Structured Data Load from a Document

In this guide a document containing tabular data will be loaded using the schema defined in the previous guide.

Overview

This guide walks through using a previously defined schema in an extraction flow. In an object-extraction flow, the system uses LLM prompts to located objects matching defined schemas, which are then loaded into the object store.

What You’ll Learn

How to load test documents into TrustGraph
How to start an object extraction flow
How to process documents through the extraction pipeline

Prerequisites

Before starting this guide, ensure you have:

A running TrustGraph instance version 1.3 or later (see Installation Guide)
Python 3.10 with the TrustGraph CLI tools installed (pip install trustgraph-cli)
Sample documents or structured data files to process

Step 1: Load Data into TrustGraph

You have two options for loading a document into TrustGraph:

Using the workbench: The librarian screen allows loading a PDF or text document.
Command line: Running the same operation using CLI

Prepare Test Documents

For this example, we’ll use a sample document containing city demographic data that matches our schema.
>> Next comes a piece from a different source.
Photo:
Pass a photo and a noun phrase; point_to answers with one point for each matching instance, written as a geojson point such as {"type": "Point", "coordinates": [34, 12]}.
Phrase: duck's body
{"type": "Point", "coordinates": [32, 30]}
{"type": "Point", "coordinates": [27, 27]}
Access the Sample Document Open this Google Docs document containing city demographic data: https://raw.githubusercontent.com/trustgraph-ai/example-data/main/cities/most-populous-cities.pdf
Save as PDF
- In Google Docs, click File → Download → PDF Document (.pdf)
- Save the file as cities_data.pdf to your local machine

Alternative: Create Your Own Test Document If you prefer, you can create your own test document with city information. Make sure it includes:

City names and their countries
Population figures
Climate descriptions
Primary languages spoken
Local currencies

Example content format:

Tokyo, Japan has a population of 37.4 million people. The climate
is humid subtropical with hot summers and mild winters. The primary
language is Japanese and the currency is the Japanese Yen.

Delhi, India has a population of 32.9 million. The climate is
semi-arid with extreme summers and cool winters. The primary
language is Hindi and the currency is the Indian Rupee.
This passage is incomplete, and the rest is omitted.